Other report findings:

–Typical profit margins rose from the a year ago in 158 (81 percent) of 195 metro areas around the United States with sufficient data to analyze. But margins increased from the first to the second quarter in just 109 (56 percent).

–Profit margins dropped, year over year, in just 37 of the 195 metro areas analyzed (19 percent) but declined quarterly in 86 (44 percent).

–The West continued to have the largest profit margins on typical home sales around the country, with 12 of the top 15 returns on investment in the second quarter from among the 195 metropolitan areas. They were led by Boise City, Idaho (124.3 percent return); Bellingham, Wash. (98 percent); Spokane, Wash. (84.2 percent); Salem, Ore. (84 percent) and Charlottesville, Va. (83.6 percent). Thirteen of the 20 smallest margins were in the South.

–Median home prices in the second quarter exceeded values from a year earlier in 97 percent of metropolitan statistical areas with enough data to analyze. Nationally, the median price of $305,000 in the second quarter was up 10.8 percent from $275,200 in the first quarter and 22 percent from $250,000 a year ago.
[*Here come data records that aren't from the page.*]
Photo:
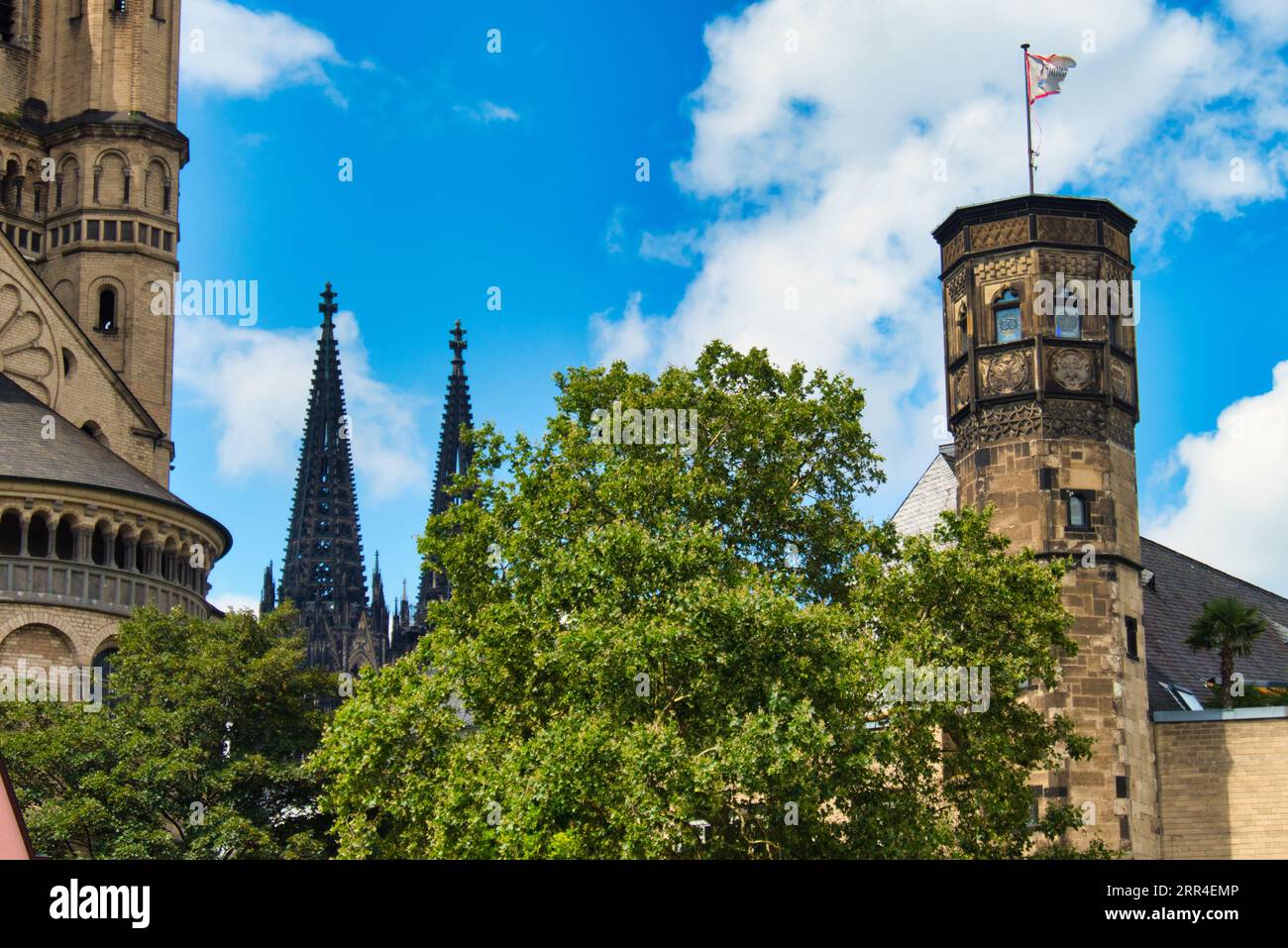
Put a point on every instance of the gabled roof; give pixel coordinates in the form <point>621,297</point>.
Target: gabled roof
<point>1173,595</point>
<point>72,456</point>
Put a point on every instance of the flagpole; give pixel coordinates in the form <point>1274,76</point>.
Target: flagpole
<point>1028,111</point>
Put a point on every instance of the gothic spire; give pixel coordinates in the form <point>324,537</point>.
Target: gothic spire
<point>267,595</point>
<point>323,572</point>
<point>454,458</point>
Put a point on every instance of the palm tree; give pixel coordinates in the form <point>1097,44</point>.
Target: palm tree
<point>1231,626</point>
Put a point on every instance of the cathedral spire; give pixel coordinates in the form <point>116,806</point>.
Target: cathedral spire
<point>323,572</point>
<point>454,458</point>
<point>267,595</point>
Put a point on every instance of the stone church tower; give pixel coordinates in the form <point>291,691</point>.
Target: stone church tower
<point>89,163</point>
<point>1039,356</point>
<point>90,181</point>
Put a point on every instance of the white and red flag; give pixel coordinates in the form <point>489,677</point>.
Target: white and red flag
<point>1046,73</point>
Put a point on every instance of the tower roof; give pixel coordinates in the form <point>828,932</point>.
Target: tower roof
<point>323,572</point>
<point>454,456</point>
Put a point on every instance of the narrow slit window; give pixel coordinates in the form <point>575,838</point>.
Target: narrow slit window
<point>107,311</point>
<point>1006,317</point>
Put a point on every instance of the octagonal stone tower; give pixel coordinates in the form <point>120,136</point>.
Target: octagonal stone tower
<point>1039,357</point>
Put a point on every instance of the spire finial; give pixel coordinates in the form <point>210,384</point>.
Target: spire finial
<point>329,307</point>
–Homeowners who sold in the second quarter had owned their homes an average of 6.3 years, down from 7.21 years in the first quarter 1 and from 7.61 years a year ago. The latest average tenure figure marked the shortest time between purchase and resale since first quarter 2013.

–Institutional investors nationwide accounted for 4.6 percent of all single-family house and condo purchases in the second quarter, the highest level since fourth quarter 2015. The latest figure was up from 3.2 percent in the first quarter and from 2 percent a year ago.

–Nationwide, all-cash purchases accounted for 34 percent of all single-family house and condo sales in the second quarter, the highest level since first quarter 2015. The second-quarter 2021 number was up from 31.7 percent in the first quarter and from 20.6 percent a year ago.

–Nationwide, buyers using FHA loans accounted for only 7.9 percent of all single-family home purchases in the second quarter, the lowest level since fourth quarter 2007. The latest figure was down from 9.1 percent in the previous quarter and from 12.9 percent a year earlier.